The rural-urban divide
There are more insurers offering plans in Missouri than ever before, but prices can still vary widely depending on where customers live.
In St. Louis, where there are three insurers offering plans, a 27-year-old nonsmoker would pay $334 for the second-lowest-cost mid-tier plan before subsidies, according to analysis by Washington University’s Center for Health Economics and Policy. Four out of 5 people buying plans on the exchange qualify for government subsidies to offset the cost, Kelley said.
There are still dozens of rural counties in the state with only one insurer. Customers there will often pay hundreds of dollars more in premiums than their urban counterparts, said Abigail Barker, a researcher at the Brown School at Wash U.

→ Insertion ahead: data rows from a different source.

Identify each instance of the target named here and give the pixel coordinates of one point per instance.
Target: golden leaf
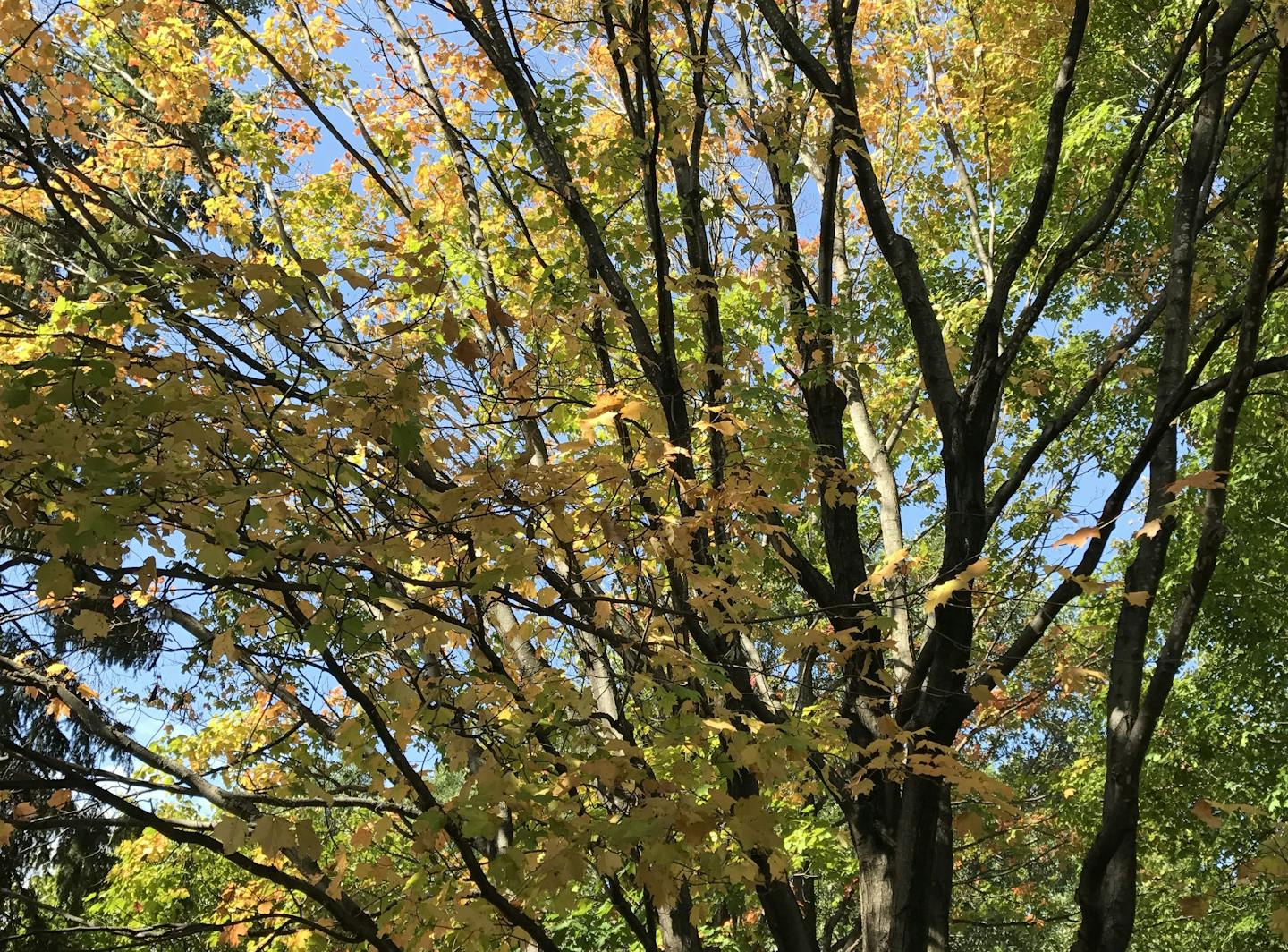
(1077, 539)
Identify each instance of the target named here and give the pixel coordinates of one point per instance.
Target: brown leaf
(1149, 530)
(1203, 811)
(497, 316)
(1077, 539)
(468, 351)
(1203, 480)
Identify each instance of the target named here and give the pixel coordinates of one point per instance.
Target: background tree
(678, 477)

For example, Anthem is the only insurer offering plans for 2020 to customers in Lewis County in northwestern Missouri. A 27-year-old nonsmoker there would pay $633 before subsidies — $300 more than the same customer in St. Louis.

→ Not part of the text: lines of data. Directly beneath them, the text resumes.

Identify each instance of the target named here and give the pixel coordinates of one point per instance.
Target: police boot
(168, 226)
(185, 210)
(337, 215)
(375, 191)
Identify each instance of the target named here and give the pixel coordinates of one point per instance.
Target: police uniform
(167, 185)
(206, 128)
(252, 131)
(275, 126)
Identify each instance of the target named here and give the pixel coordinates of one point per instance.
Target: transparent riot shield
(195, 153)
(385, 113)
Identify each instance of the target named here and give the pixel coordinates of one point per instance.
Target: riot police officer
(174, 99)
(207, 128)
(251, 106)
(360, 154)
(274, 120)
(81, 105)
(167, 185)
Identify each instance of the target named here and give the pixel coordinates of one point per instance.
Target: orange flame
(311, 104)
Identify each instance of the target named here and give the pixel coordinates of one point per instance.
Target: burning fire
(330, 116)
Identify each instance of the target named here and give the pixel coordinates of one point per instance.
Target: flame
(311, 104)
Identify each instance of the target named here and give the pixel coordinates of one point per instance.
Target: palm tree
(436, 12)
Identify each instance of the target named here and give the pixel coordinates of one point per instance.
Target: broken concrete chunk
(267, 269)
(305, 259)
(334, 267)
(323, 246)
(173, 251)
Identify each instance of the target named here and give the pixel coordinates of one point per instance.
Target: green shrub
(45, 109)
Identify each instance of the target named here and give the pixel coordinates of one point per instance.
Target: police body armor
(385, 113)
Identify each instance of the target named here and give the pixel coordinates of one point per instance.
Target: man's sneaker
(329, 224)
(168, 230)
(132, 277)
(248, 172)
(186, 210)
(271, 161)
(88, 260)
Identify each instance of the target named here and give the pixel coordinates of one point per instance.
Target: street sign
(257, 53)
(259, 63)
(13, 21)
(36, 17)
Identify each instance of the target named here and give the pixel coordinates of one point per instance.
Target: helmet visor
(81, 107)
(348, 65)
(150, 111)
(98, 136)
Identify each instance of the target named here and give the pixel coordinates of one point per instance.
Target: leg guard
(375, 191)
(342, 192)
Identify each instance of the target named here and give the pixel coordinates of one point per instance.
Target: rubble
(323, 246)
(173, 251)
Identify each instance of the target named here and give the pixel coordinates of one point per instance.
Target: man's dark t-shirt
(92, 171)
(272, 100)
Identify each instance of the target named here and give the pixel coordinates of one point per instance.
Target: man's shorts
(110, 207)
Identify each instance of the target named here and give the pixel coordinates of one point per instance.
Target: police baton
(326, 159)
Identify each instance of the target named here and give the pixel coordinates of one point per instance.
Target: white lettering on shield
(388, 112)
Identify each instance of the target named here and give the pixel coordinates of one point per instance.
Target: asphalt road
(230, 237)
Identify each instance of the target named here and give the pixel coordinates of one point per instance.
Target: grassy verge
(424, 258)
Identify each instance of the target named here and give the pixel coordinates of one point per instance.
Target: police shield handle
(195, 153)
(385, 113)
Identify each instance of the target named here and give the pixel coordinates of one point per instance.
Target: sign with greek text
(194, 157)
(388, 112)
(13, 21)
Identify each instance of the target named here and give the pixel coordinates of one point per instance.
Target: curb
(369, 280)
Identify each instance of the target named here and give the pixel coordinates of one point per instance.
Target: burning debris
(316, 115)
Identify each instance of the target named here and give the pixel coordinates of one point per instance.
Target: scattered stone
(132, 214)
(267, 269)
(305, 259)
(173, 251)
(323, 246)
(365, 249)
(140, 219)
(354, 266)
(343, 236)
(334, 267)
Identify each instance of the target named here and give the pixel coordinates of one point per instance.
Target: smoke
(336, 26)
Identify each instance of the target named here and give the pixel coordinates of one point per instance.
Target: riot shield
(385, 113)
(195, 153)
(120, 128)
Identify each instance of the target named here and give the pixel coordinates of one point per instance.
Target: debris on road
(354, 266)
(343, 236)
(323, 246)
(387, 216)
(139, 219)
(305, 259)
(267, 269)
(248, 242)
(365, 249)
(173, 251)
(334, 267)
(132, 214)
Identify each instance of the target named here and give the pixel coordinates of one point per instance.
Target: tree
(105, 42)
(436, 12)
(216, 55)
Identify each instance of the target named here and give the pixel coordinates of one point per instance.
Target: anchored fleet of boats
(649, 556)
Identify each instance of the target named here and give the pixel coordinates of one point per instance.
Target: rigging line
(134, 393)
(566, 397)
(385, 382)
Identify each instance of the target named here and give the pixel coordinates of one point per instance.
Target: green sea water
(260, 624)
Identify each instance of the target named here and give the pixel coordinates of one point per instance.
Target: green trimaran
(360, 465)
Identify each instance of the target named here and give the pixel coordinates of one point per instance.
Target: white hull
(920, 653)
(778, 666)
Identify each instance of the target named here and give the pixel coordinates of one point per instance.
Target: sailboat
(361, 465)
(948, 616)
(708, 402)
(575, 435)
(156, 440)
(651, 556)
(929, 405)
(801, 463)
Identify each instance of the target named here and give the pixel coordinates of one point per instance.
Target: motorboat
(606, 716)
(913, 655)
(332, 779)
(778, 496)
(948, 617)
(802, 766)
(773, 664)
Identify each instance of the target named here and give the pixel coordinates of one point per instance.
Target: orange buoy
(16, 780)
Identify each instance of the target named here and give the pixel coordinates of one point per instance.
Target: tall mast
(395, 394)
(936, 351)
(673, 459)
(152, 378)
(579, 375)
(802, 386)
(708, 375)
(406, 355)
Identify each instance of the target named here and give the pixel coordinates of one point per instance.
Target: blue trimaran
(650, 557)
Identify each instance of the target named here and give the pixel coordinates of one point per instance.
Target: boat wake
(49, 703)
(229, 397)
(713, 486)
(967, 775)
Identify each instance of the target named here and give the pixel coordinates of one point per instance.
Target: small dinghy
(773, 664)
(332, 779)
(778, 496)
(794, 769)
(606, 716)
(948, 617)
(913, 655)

Rural counties will probably always have higher health care costs, Barker said, because there just aren’t as many people who live there.

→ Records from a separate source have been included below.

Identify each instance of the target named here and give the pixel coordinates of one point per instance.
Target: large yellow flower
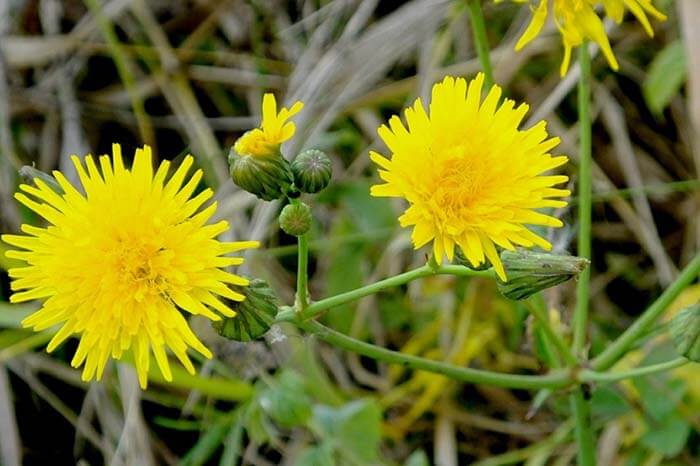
(577, 21)
(117, 264)
(274, 129)
(470, 176)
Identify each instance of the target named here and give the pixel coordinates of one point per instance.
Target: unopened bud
(254, 315)
(267, 176)
(529, 272)
(685, 328)
(295, 219)
(312, 171)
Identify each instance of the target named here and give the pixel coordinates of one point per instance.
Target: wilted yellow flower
(117, 264)
(470, 176)
(273, 131)
(577, 21)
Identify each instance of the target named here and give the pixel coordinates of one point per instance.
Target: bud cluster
(270, 176)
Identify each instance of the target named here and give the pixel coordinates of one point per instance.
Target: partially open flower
(255, 161)
(685, 328)
(577, 21)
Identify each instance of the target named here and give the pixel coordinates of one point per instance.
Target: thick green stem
(481, 41)
(584, 435)
(580, 318)
(318, 307)
(546, 325)
(579, 405)
(601, 377)
(619, 347)
(555, 379)
(302, 299)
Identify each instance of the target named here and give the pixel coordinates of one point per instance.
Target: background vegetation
(188, 76)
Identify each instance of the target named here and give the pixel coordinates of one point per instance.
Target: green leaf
(233, 443)
(607, 403)
(344, 274)
(667, 73)
(667, 437)
(355, 428)
(286, 402)
(320, 455)
(208, 443)
(685, 328)
(257, 425)
(417, 458)
(659, 395)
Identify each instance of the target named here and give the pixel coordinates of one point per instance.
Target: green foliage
(667, 73)
(685, 328)
(286, 401)
(353, 429)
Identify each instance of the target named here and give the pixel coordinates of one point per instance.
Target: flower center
(138, 266)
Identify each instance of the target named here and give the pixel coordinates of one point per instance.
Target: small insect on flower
(118, 263)
(471, 178)
(577, 21)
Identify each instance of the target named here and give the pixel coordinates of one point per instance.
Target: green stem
(546, 325)
(580, 317)
(302, 300)
(318, 307)
(124, 66)
(555, 379)
(481, 40)
(592, 376)
(619, 347)
(584, 435)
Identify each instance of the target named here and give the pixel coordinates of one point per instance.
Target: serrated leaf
(685, 328)
(667, 73)
(208, 443)
(607, 403)
(667, 437)
(286, 402)
(354, 427)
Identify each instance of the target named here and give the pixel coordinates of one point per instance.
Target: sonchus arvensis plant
(471, 177)
(121, 258)
(578, 21)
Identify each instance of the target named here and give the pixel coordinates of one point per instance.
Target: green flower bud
(295, 219)
(529, 272)
(267, 176)
(312, 171)
(254, 316)
(685, 328)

“The insurance market is one that’s inherently about spreading risk,” she said. “If you don’t have as many people, it’s harder to do a good job calculating how risk will be spread.”
But a lack of competition also drives prices up, she said. “Work we’ve done over the years suggests very strongly you need at three issuers to have the prices being held down by competition.”
St. Louis, St. Louis County and St. Charles County all have three insurers offering plans for next year.
Open enrollment on healthcare.gov runs through Dec. 15.